The infection and inflammation of the eye lids and the portions around the eye are commonly known as preseptal cellulitis or Periorbital cellulitis. Periorbital Ecchymosis commonly known as Raccoon eye is a symptom of basal fracture of skulls where the meninges are ruptured or are resultant of certain cancers. When ICP exerts enough pressure to displace a portion of the brain, herniation (an upward, downward, or lateral pushing of a portion of the brain through an opening) can occur. Herniation can also occur through a previous craniotomy site or through an opening caused by trauma. When ICP is elevated, an LP is contraindicated because the withdrawal of even a small amount of CSF can cause the brain to shift, or herniate.
After the original injury, a postconcussion syndrome may persist for several weeks to months.
A skull fracture may be open, closed, simple, depressed, or comminuted (fragmented), depending on whether the skull and scalp are intact.
Open skull fractures potentially expose the brain to external microorganisms, which could lead to meningitis or encephalitis.
In a basilar skull fracture, rhinorrhea, leakage of CSF from the nose (otorrhea), or leakage of CSF from the ear may occur.
Figure 78-7 illustrates the effects of a basilar fracture with periorbital ecchymosis (raccoon’s eyes) and periauricular ecchymosis (Battle’s sign).
An epidural hematoma is an accumulation of blood, usually from the temporal artery, between the dura and the skull (Fig.


FIGURE 78-7 · (A) Basilar skull fracture in the temporal bone can cause cerebrospinal fluid (CSF) to leak from the nose or ear (B) Periorbital ecchymosis, called raccoon’s eyes.
An intracranial (intracerebral) hematoma is caused by hemorrhage and edema that results from bleeding within the skull (Fig. Herniation causes severe injury to the brain because of prolonged hypoxia to parts of the brain that control the vital functions of the body—breathing and blood circulation. The concussion may not damage any brain structures, but temporary unconsciousness is possible. The brain may be hit on one side (coup) and then bounce (rebound) off the other side of the skull (contrecoup). Symptoms include headache, anxiety, fatigue, or vertigo (a sensation of rotation of self or one’s surroundings; not true dizziness). Lacerations are commonly associated with depressed skull fractures, which are discussed below.
The fracture breaks the bone and forces the broken edges to press against the brain, resulting in a significant risk for ClCP and meningitis.

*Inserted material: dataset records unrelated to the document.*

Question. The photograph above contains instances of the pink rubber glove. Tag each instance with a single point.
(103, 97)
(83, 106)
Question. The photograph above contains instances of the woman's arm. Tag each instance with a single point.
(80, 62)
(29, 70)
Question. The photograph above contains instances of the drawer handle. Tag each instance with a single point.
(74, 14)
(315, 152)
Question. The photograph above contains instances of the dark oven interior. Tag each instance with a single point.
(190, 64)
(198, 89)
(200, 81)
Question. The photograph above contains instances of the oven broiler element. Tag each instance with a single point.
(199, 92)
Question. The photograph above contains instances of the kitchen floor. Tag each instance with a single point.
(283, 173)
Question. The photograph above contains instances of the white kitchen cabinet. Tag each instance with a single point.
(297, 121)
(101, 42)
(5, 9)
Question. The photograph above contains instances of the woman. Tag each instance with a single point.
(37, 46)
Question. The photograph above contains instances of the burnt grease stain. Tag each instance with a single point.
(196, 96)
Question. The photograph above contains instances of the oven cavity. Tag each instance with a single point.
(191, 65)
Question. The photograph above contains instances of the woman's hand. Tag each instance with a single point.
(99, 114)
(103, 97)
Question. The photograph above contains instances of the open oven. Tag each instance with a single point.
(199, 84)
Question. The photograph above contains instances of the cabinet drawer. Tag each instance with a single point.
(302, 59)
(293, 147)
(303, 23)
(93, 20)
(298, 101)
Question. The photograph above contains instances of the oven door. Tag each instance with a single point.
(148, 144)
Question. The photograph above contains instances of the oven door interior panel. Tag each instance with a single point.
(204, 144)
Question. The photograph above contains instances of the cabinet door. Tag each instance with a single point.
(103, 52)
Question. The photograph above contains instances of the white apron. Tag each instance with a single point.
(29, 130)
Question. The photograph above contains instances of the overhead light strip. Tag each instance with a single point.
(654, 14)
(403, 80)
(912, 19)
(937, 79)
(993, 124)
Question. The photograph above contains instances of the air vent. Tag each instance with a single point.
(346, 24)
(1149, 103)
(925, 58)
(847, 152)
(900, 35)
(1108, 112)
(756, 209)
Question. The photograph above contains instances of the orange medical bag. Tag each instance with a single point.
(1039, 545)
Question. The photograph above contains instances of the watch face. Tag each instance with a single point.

A basilar skull fracture is especially dangerous because of potential damage to the vital centers that control blood pressure and respiration. The brain herniates (pushes) through the large foramen (opening) in the occipital bone, which lies between the cranial and spinal cavities.
A positive test for CSF is known as a halo sign (see In Practice: Nursing Care Guidelines 78-3).


The cause may be rupture of delicate blood vessels owing to hypertension or a cerebral aneurysm. Some clients recover from concussions with no apparent ill effects except the inability to remember the event; others have blurred vision or severe headaches.
With direct and rebound trauma, blood vessels, nerve tracts, brain tissue, and other structures are bruised and torn. Any scalp lacerations must be thoroughly examined to determine if the cranium has been opened. If, for example, the bone fragment presses on the brain’s speech center, the client’s speech may be impaired until the pressure is relieved.
Specific signs and symptoms are determined by the area of the brain affected and the extent of any neurologic damage.
A client who has had anything other than a very minor concussion should see a physician immediately for a thorough neurologic examination. Usually, the person is unconscious immediately after the injury, lucid for a brief period, then unconscious again as blood accumulates in the epidural space and causes pressure.